A common assessment software in U.S. schools and classrooms, Renaissance Learning’s “Accelerated Reader” (AR) program allows teachers to track their students’ independent reading performance, including the amount of time they spend reading, their comprehension, and the complexity level of the books they read. Students select books and take short AR quizzes afterward. The cycle of reading and quizzes organically creates over time a database of the books read by 8.7 million students in over 28,000 schools, representing all fifty states and the District of Columbia.
Collectively they read 289 million books in the 2017–2018 school year. But that’s a lot less than it sounds. The data show that about half of U.S. students read less than 15 minutes a day. Moreover, time spend reading peaks in the late elementary years, then declines sharply as kids enter middle school, and craters in high school when they read just eight minutes a day in eleventh and twelfth grade.
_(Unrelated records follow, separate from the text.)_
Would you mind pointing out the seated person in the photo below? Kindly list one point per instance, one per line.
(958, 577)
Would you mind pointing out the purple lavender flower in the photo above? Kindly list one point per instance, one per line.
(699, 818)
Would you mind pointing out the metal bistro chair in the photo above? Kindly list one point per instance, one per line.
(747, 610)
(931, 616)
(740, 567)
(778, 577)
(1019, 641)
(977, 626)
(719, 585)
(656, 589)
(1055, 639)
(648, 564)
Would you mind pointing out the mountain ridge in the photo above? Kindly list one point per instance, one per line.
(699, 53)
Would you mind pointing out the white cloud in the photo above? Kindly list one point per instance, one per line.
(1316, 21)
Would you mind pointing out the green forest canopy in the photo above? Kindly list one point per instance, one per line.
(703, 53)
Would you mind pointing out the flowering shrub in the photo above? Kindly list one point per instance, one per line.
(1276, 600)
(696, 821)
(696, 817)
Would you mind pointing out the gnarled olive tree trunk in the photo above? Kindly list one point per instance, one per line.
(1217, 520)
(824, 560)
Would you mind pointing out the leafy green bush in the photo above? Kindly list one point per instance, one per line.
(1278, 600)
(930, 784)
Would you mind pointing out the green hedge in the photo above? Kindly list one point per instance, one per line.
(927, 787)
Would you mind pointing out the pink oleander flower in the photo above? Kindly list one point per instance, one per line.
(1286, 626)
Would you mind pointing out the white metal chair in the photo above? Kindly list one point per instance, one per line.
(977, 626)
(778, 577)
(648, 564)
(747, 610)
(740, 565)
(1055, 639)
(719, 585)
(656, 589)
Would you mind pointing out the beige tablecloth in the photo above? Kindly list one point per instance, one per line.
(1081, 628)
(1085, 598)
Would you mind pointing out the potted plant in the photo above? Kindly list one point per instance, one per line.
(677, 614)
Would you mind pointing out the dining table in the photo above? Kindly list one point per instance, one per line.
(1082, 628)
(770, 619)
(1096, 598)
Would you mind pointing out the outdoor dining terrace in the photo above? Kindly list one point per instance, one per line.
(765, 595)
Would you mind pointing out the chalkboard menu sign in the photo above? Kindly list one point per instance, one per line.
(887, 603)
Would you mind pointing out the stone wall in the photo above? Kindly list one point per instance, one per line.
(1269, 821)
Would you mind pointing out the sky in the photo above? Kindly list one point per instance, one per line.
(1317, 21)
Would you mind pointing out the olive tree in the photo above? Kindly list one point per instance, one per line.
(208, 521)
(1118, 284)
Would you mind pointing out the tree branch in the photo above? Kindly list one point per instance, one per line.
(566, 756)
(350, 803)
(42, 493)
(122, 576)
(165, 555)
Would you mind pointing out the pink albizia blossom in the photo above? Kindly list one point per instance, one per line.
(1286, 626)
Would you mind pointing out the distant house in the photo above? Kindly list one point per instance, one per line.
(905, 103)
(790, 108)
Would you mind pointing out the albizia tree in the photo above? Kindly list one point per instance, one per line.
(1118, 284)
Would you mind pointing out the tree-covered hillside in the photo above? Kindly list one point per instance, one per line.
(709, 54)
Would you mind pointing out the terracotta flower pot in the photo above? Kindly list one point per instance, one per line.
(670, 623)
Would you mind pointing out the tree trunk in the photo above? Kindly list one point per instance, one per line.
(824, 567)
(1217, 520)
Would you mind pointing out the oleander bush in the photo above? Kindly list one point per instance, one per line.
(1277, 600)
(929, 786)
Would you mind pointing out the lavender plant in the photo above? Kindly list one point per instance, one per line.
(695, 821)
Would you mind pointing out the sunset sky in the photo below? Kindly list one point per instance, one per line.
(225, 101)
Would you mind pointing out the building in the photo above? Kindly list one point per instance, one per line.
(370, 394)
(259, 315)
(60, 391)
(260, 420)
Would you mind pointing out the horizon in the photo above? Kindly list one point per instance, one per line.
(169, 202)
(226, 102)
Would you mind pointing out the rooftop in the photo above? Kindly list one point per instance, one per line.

More concerning is the low level of challenge the data surface. Not surprisingly, students choose more challenging texts as they move up in age and grade. However, the increases in complexity are small from year to year, and without exception at the very bottom of the recommended reading range for any given grade. Accelerated Reader scores books using something called an “ATOS” score—a proprietary measure of readability and text complexity. So for example, during the 2017–2018 school year, the report shows that “869,110 sixth graders each read, on average, 15.9 books and 391,419 words.” The average ATOS level for those books is 4.5, meaning the text could likely be read independently by a student whose reading skills are typical of a fourth grader in the fifth month of school (remember this is for sixth grade). By twelfth grade, reading volume collapses to 4.7 books read and, on average, about 246,000 words, while complexity has crept up only incrementally. As the report notes, “a huge disparity exists between the books high school seniors are reading (ATOS: 5.6), compared to materials they will likely need to comprehend and use upon graduation, such as college texts (13.8), fiction and nonfiction best sellers (7.3), popular media (10.4), and career documents (10.6).”
Despite the massive dataset, a few cautions are in order. We can’t assume that every book a kid reads gets captured. The program may not capture a significant volume of reading outside of ELA classes. Only the books on which they take AR quizzes are counted, so it could lowball the data. And the program is much more commonly used in middle school and (especially) elementary school. It’s also possible that AR isn't fully accounting for more rigorous texts kids are reading in guided reading groups or other more intensive forms of small group instruction, but even if the dataset only captures independent reading, it's not a pretty picture. The report is shot through with concerns from Renaissance itself about the low level of challenge in What Kids Are Reading.
Finally, a quick glance of the lists of the twenty most popular books read at each grade level, a fascinating feature of the report and a glimpse into the habits and tastes of kids, show that series like Captain Underpants and Diary of the Wimpy Kid books dominate upper elementary and middle school grades. (The Harry Potter phenomenon appears to have crashed, with those books appearing near the bottom of the top-twenty lists, and only in middle school.) By high school meatier reads like To Kill a Mockingbird (the #1 ninth grade book), Romeo and Juliet (#3), Elie Wiesel’s Night (#5), and Animal Farm (#8) are still well represented—and with “ATOS” scores that often belie their thematic nuance and depth. So perhaps all is not lost.